Sunday, 30 July 2023

HIGH vs. LOW: What are the impacts of weather pressures?

 






WEST MONROE, La. (KTVE/KARD)– From determining what to wear to how much rain is needed to grow crops for food. Different air pressures can help indicate certain weather conditions. A high pressure system and a low pressure system usually have their own recognizable weather associated with them.

The two most common units in the United States to measure pressure are Inches of Mercury and Millibars. Inches of mercury refers to the height a column of mercury measured in hundredth of inches. While a millibar is 1/1000th of a bar and is the amount of force is takes to move an object weighing a gram, one centimeter, in one second. Lower pressure will have values less than 1013 millibars and significant low pressure will be 990 millibars.
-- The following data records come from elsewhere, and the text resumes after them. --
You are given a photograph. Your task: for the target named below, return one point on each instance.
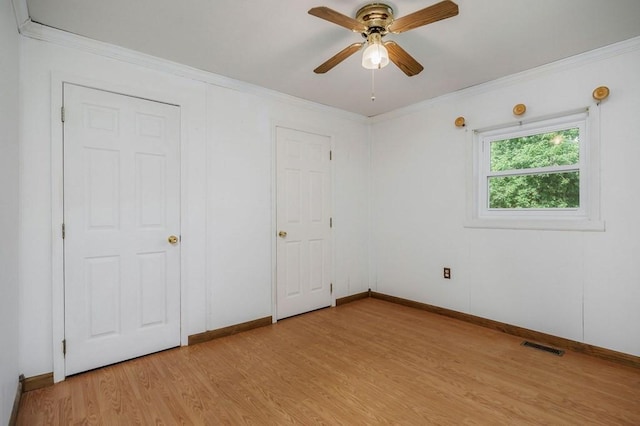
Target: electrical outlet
(446, 273)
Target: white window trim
(585, 218)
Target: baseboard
(352, 298)
(13, 420)
(37, 382)
(595, 351)
(228, 331)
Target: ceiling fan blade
(338, 18)
(443, 10)
(338, 57)
(402, 59)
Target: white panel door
(304, 244)
(121, 205)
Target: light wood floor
(366, 362)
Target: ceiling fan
(376, 20)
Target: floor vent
(539, 347)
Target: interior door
(121, 226)
(304, 243)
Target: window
(538, 175)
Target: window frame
(585, 217)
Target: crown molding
(602, 53)
(21, 13)
(66, 39)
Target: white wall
(583, 286)
(240, 174)
(9, 219)
(227, 170)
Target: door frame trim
(274, 207)
(57, 201)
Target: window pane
(559, 148)
(540, 191)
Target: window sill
(537, 224)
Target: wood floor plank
(366, 362)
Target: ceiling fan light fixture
(375, 56)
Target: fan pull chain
(373, 87)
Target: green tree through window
(519, 179)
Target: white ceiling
(276, 44)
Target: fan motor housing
(376, 17)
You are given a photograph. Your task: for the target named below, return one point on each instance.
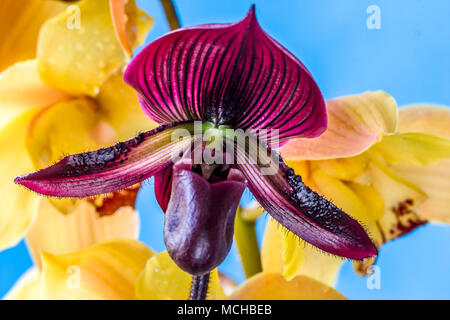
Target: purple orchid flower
(226, 76)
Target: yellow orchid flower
(70, 97)
(387, 167)
(127, 269)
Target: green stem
(247, 244)
(171, 14)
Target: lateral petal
(299, 209)
(113, 168)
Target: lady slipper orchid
(212, 80)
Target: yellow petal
(126, 16)
(105, 271)
(343, 168)
(354, 124)
(65, 128)
(374, 207)
(119, 106)
(28, 287)
(78, 50)
(434, 180)
(401, 199)
(20, 21)
(80, 229)
(272, 248)
(18, 204)
(430, 119)
(273, 286)
(22, 89)
(163, 280)
(413, 148)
However, values around 1013 millibars and higher indicate influence from a high pressure system and can possibly go as high as 1030 millibars.
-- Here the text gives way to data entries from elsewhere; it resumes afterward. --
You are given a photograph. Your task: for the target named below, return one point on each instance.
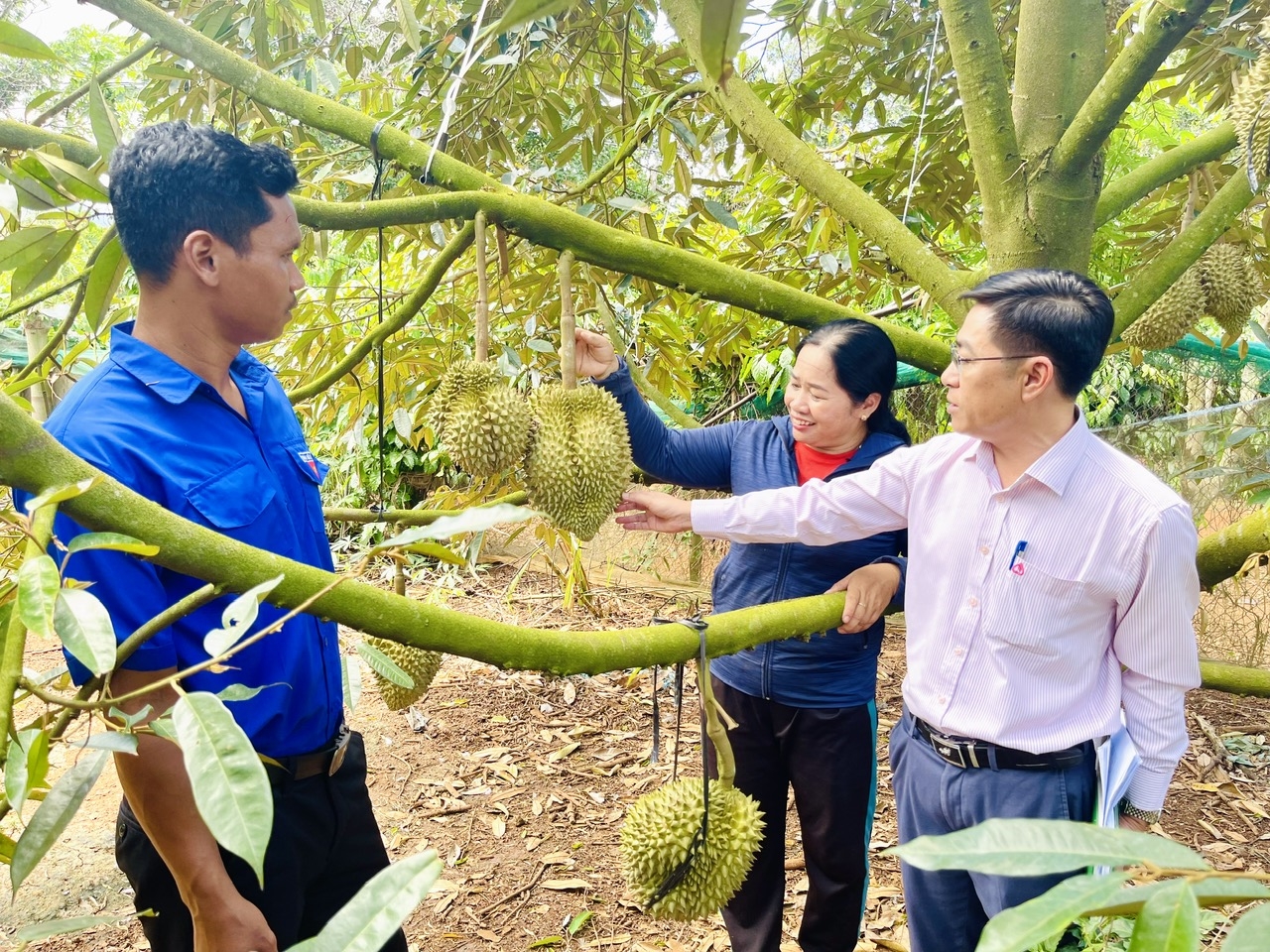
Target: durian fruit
(1250, 108)
(1232, 287)
(656, 837)
(580, 460)
(420, 664)
(481, 420)
(1169, 318)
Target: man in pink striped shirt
(1051, 584)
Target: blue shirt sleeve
(697, 458)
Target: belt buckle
(336, 760)
(947, 748)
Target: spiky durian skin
(1250, 105)
(420, 664)
(656, 838)
(1232, 287)
(580, 460)
(481, 420)
(1169, 318)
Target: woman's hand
(654, 512)
(869, 590)
(592, 354)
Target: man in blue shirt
(182, 414)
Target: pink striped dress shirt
(1093, 616)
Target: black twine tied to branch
(680, 873)
(376, 193)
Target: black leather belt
(965, 752)
(327, 761)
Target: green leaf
(73, 179)
(411, 23)
(1250, 930)
(54, 814)
(238, 617)
(1169, 921)
(32, 275)
(85, 629)
(26, 767)
(1023, 927)
(370, 918)
(39, 584)
(62, 927)
(14, 41)
(521, 12)
(103, 281)
(720, 35)
(1043, 847)
(111, 539)
(105, 126)
(60, 494)
(384, 665)
(23, 246)
(231, 789)
(475, 520)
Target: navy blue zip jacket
(828, 670)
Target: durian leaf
(238, 619)
(53, 816)
(475, 520)
(1024, 927)
(231, 788)
(384, 665)
(1043, 847)
(1169, 921)
(370, 918)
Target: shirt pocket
(1044, 613)
(239, 503)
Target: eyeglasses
(957, 359)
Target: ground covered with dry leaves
(520, 782)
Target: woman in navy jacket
(804, 708)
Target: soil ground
(521, 782)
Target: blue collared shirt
(168, 434)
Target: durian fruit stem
(481, 293)
(715, 730)
(568, 372)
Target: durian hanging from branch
(476, 414)
(688, 847)
(580, 458)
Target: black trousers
(325, 844)
(829, 757)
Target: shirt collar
(1056, 466)
(163, 375)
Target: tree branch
(806, 167)
(1166, 167)
(984, 91)
(402, 316)
(1123, 81)
(112, 70)
(561, 229)
(1183, 252)
(32, 460)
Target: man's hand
(1133, 823)
(230, 923)
(593, 354)
(654, 512)
(869, 590)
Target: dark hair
(1061, 315)
(864, 363)
(175, 178)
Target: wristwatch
(1147, 816)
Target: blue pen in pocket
(1016, 560)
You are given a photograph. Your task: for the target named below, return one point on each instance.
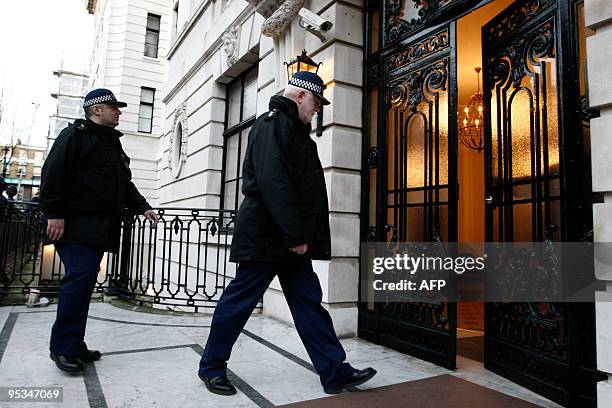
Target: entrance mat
(471, 347)
(444, 391)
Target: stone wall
(598, 15)
(219, 41)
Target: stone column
(598, 15)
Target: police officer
(86, 183)
(282, 224)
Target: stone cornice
(242, 17)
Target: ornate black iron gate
(536, 171)
(536, 176)
(411, 157)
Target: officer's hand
(300, 249)
(151, 216)
(55, 228)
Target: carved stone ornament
(231, 45)
(177, 152)
(281, 18)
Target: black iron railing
(182, 262)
When a high pressure system is viewed from above, winds spiral outward of the center in a clockwise rotation in the Northern Hemisphere. A high pressure system is also associated with sinking air, when air sinks from high in the atmosphere to the lower levels it tends warm up and dry out. Depending on how strong the high pressure system it can cause the environment to be stable. Due to that fact the air at the top of the atmosphere is less dense. The kind of conditions that a high pressure system is associated with is sunny skies and calm weather which is represented with a blue capital H.

While low pressure is the opposite, when viewed from above the winds spiral into a low pressure center in a counter-clockwise rotation in the Northern hemisphere. With a low pressure system the air is rising up in the atmosphere, and depending how strong the low pressure system is, it can causes the environment to be unstable. Within the lifting of air it mean that less pressure is exerted on the ground which is why the air pressure is low. The rising of air causes the water vapor in the air condense and form clouds and rain. The kind of weather associated with low pressure are storms and strong winds and it is represented by a red capital L.